Japan coach Norio Sasaki admitted his side struggled to control England before a dramatic own-goal sealed a 2-1 win at the Women`s World Cup and set up a title rematch with the United States.
Defender Laura Bassett turned the ball into her own net deep into injury time to send a heartbroken England home from their first semi-final and holders Japan through to their second straight final in Vancouver next Sunday.
The opening two goals came from penalties from Japan captain Aya Miyama (33) and Fara Williams (40) as a gritty English side matched the reigning champions.
Japan`s `Nadeshiko` had been unable to dictate play the way they had in their five previous games, which were also won by a one-goal margin.
"Today we had a tough game. I thought we could play the way we wanted to and we could stick to our plan, but they were playing in a very simple manner and they were also powerful," said Sasaki.
"England were more mobile than I was expecting, and we struggled to cause them problems.
"We didn`t play as well as I`d hoped, but when you qualify, it means you`ve achieved your objective."
The Japan coach saw the own-goal more as the result of his players pressing for the winner than a mistake from the devastated Bassett.

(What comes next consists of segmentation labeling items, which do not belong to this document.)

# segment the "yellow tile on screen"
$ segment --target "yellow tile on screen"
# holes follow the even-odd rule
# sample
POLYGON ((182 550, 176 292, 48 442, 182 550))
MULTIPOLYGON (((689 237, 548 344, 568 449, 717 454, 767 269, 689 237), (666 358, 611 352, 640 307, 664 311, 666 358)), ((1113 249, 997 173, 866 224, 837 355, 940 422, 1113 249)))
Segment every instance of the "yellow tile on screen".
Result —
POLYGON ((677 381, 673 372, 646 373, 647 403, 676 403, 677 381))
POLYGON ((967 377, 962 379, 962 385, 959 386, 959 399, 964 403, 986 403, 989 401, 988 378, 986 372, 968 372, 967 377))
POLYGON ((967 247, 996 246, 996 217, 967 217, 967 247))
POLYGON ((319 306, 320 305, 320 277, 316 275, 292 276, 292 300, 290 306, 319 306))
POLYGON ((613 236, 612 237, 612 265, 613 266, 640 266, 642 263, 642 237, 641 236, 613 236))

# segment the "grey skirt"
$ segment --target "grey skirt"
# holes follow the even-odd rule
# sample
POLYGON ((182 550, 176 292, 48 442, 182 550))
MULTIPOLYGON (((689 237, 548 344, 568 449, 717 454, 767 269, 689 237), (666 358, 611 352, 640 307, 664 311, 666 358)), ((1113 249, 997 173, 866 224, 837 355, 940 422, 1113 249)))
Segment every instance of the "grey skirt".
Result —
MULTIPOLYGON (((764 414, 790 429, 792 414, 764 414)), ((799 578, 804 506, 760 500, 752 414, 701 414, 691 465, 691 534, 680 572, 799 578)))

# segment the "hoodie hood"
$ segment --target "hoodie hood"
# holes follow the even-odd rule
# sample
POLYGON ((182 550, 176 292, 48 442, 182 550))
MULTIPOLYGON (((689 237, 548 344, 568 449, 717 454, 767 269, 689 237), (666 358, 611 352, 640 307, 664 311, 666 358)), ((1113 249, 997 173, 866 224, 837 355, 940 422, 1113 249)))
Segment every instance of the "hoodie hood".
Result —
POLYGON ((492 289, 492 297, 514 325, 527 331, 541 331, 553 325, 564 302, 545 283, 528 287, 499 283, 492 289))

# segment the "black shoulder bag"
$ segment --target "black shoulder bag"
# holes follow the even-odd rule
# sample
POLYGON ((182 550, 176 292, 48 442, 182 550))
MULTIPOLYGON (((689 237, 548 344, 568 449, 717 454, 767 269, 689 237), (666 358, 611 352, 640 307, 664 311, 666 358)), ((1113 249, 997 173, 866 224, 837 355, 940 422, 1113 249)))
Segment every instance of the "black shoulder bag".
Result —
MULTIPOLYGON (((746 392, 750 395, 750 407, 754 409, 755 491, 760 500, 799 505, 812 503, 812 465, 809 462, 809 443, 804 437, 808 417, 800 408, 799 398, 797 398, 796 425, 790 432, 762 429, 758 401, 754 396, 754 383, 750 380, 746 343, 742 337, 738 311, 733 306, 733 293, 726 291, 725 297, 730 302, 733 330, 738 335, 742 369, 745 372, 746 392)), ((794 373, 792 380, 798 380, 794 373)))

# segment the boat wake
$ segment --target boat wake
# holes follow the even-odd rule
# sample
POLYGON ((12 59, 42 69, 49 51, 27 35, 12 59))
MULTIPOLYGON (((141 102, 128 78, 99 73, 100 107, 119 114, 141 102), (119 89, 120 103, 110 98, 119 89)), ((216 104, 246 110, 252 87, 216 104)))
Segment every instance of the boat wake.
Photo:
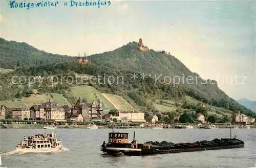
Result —
MULTIPOLYGON (((41 151, 41 152, 37 152, 37 153, 61 153, 63 152, 69 151, 69 149, 66 148, 62 148, 59 150, 55 151, 41 151)), ((31 153, 32 152, 26 152, 26 151, 17 151, 16 150, 14 150, 10 151, 1 151, 0 152, 0 155, 23 155, 26 153, 31 153)), ((35 152, 33 152, 35 153, 35 152)))
MULTIPOLYGON (((224 168, 224 167, 218 167, 218 168, 224 168)), ((226 167, 226 168, 232 168, 232 167, 226 167)), ((253 167, 246 167, 246 168, 256 168, 256 163, 254 164, 253 167)))

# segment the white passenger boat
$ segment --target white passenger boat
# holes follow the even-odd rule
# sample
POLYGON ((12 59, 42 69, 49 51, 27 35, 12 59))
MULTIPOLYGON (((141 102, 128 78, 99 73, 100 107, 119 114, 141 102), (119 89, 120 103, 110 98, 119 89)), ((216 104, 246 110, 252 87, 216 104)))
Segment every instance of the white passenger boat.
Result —
POLYGON ((160 127, 160 126, 155 126, 152 127, 152 129, 163 129, 163 127, 160 127))
POLYGON ((24 137, 20 143, 16 147, 16 150, 19 152, 40 153, 55 152, 62 148, 61 141, 58 140, 56 134, 52 132, 24 137))
POLYGON ((55 128, 57 128, 57 127, 53 124, 51 126, 45 126, 43 128, 44 128, 44 129, 55 129, 55 128))
POLYGON ((89 126, 87 127, 88 129, 98 129, 98 127, 95 124, 89 124, 89 126))
POLYGON ((193 126, 190 125, 186 126, 186 129, 193 129, 193 128, 194 128, 193 126))

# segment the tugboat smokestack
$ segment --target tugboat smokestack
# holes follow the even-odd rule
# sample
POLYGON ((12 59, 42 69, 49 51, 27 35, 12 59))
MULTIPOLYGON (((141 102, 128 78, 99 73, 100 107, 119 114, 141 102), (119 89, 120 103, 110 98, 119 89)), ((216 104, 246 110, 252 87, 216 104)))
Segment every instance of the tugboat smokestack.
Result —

"As for the own goal, I feel sorry for the player, but Yuki Ogimi was right behind her ready to pounce, so I don`t think it would have made a difference either way," he explained.
"We still created the goalscoring opportunity ourselves -- for me, it`s more a goal made by Nahomi Kawasumi and Ogimi than an own goal."Sasaki`s players had been motivated to do well for teammate Kozue Ando, who broke her ankle in the opening game of the tournament and returned to Japan for surgery.
"In the dressing room, Kozue Ando told the players over the phone that she would be at the final in Vancouver to support them," the coach said.
"I think that provided them with the motivation to qualify."
Both penalties awarded were not clear ones and Sasaki said he told his players at half-time it was like if the score was 0-0.
The former FIFA world coach of the year also told his players to take more risks.
"The style England played, they were taking initiatives. I told my players not to be afraid of making mistakes otherwise we wouldn`t be ablt to take chances," he said.
"The defenders were in a bit of a tough situation but the biggest threat was set pieces we gave them.
"In the end we were able to obtain such a dramatic goal."
Sunday`s championship match will be a third clash for a major title between Japan and the United States.
In the 2011 final in Frankfurt, Japan won on penalities, but the Americans went on to take Olympic gold in 2012 by beating Japan in the final.
"A team that is very powerful and which has a simple tactic. We may not be as good playing against them," reflected Sasaki.
"In the final against the USA I think we can go in with a fresh prespective.
"It`s a final and there is nothing beyond that. We must not be afraid to make mistakes. This is what I will tell the players.
"In 2011 both teams had a wonderful game in the final and for women`s football in the world we hope to have another one like that.
"But Japan needs to build up our power and that is what I take away from this game."